Как бы мне хотелось оставить что-нибудь Нине. Но камертон сказал «нет».
…Сегодня ночью я не спал и слушал часы. Их тиканье было необычайно громким. Они не шли, а маршировали, как само Время — деревянное, неумолимое. Часы мне подарили недавно на мой так называемый юбилей — семьдесят пять.
Я скрывался, я убегал от этого глупого юбилея. Я вообще не люблю юбилеев, торжественных дат. Почему совпадение (или круглое значение разности) каких-то чисел должно вообще привлекать внимание разумного человека? Это нечто вроде магии, реликт первобытного сознания в наше как бы не суеверное время.
Особенно ужасает меня положение юбиляра, вынужденного выслушивать хвалебные речи. Оно хуже положения мертвеца. Латинская поговорка гласит: «De mortuis aut bene, aut nihil» (о мертвых либо хорошо, либо ничего). С юбиляром еще хуже: тут уже и выбора nihil не остается.
На этот раз я сделал все, чтобы избежать чествования. Позвонил в ректорат, в партком, просил отменить юбилей, ссылаясь на плохое самочувствие. Мне пошли навстречу. Но сотрудники кафедры — черт возьми! — застали меня врасплох. Пришли домой, и деться мне было некуда. Кравцов говорил речь, а Нина держала под мышкой большой картонный футляр. Я еще не знал, что в этом футляре часы, что мне привели компаньона и собеседника на многие ночи, на весь остаток жизни…
Футляр все время соскальзывал вбок, и Нина его поправляла. А Кравцов говорил, говорил… Удивительно автоматизированная речь. Так, вероятно, будут говорить машины, когда обучатся, — по штампам, как по роликам: «Вы, крупный ученый, талантливый педагог, заботливый руководитель, которому каждый из нас так многим обязан (и атат, и атат, и атат)… Приветствуя вас в день вашего славного юбилея, мы, коллектив кафедры, ваши товарищи и ученики (и атат, и атат, и атат)…» Я слушал и чувствовал себя хуже покойника.
Кравцов говорил, а футляр на боку у Нины все соскальзывал в сторону, она его поправляла с досадой, закусив нижнюю губу белой полоской зубов, из которых один, торчащий, был к тому же темней других (эта нестройность зубов почему-то меня трогает).
А Кравцов все говорил… Вдруг она сказала: «Как хотите, я больше не могу их держать. Кончайте торжественную часть, давайте мы их повесим».
Все засмеялись, Кравцов забулькал, как раковина, из которой уходит вода. Из футляра вынули часы и стали их вешать на стенку. Рубакин принес табурет, влез на него и прежде всего уронил часы. Они упали со смертным стоном, но, по странности, остались целы. В стену вбили костыль, укрепили на нем часы, проверили ход, бой. Нина сказала: «Слава богу, идут». Терновский пошутил: «Теперь вы не будете опаздывать на лекции» — и вызвал смех (все знают, что я никогда не опаздываю). Лидия Михайловна, чуть не упавшая в обморок при падении часов, смотрела на меня красивыми грустными глазами («раб без права на амнистию», — вспомнил я).
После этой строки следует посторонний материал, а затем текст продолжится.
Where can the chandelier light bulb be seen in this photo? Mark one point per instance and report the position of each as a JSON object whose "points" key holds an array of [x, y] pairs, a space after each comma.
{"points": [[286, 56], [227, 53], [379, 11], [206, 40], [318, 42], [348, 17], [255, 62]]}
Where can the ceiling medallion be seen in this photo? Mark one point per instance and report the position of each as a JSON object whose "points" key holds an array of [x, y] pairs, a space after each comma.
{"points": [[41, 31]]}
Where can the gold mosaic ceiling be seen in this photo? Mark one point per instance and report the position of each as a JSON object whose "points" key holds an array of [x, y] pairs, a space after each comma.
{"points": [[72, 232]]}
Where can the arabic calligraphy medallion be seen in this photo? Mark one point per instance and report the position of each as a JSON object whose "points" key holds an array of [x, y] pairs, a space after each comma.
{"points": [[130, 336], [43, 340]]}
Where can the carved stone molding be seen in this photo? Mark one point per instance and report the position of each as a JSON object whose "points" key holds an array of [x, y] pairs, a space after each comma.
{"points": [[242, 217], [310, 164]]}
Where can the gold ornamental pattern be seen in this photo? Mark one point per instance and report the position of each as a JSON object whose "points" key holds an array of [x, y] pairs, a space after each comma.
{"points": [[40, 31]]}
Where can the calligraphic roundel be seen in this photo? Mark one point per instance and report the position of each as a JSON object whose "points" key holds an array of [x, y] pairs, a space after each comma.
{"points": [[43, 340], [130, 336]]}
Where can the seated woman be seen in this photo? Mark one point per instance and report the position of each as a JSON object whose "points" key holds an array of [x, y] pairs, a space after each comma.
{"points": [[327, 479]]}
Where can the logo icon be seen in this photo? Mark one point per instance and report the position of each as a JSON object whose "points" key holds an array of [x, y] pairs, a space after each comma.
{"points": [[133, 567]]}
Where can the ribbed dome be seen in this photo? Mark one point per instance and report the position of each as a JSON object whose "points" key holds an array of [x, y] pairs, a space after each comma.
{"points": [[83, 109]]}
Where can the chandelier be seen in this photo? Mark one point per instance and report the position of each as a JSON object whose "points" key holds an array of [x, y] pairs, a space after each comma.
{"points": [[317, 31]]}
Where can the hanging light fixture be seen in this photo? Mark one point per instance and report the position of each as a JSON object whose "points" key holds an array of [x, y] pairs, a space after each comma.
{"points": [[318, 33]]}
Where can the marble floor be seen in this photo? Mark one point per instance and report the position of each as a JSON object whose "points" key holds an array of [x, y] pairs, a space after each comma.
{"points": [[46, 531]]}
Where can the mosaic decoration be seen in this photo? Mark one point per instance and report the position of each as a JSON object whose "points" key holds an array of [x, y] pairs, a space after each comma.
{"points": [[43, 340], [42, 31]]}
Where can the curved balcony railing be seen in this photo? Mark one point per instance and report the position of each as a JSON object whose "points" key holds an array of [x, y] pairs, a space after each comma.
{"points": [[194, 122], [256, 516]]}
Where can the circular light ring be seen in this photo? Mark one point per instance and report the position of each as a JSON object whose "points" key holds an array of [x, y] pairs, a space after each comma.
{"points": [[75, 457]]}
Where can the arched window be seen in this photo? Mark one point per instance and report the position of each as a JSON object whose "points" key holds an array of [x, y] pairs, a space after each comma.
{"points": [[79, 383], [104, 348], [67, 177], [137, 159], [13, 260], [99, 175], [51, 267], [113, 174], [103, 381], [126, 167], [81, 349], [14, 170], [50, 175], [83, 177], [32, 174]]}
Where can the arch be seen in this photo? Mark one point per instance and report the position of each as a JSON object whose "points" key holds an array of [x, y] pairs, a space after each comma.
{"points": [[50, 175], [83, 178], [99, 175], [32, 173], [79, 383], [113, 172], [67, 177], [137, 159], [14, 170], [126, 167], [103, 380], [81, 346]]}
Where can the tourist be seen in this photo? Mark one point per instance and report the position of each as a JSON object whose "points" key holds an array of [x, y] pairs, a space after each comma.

Элла Денисова поцеловала меня «от комсомольской организации». И тут, старый дурак, я заплакал.
Пили вино, ими же принесенное. Стульев не хватило — молодежь расселась на полу. Дарья Степановна сурово стояла в дверях и всего происходящего не одобряла: «Сказали бы за два, придете люди людьми, я бы пирогов, срам, а то как на паперти нищие». Нину она вообще не любит, называет ее «эта ваша, из гончих». Осуждает: «Троих родила, а пуза не нажила. Хоть махонькое, а надо».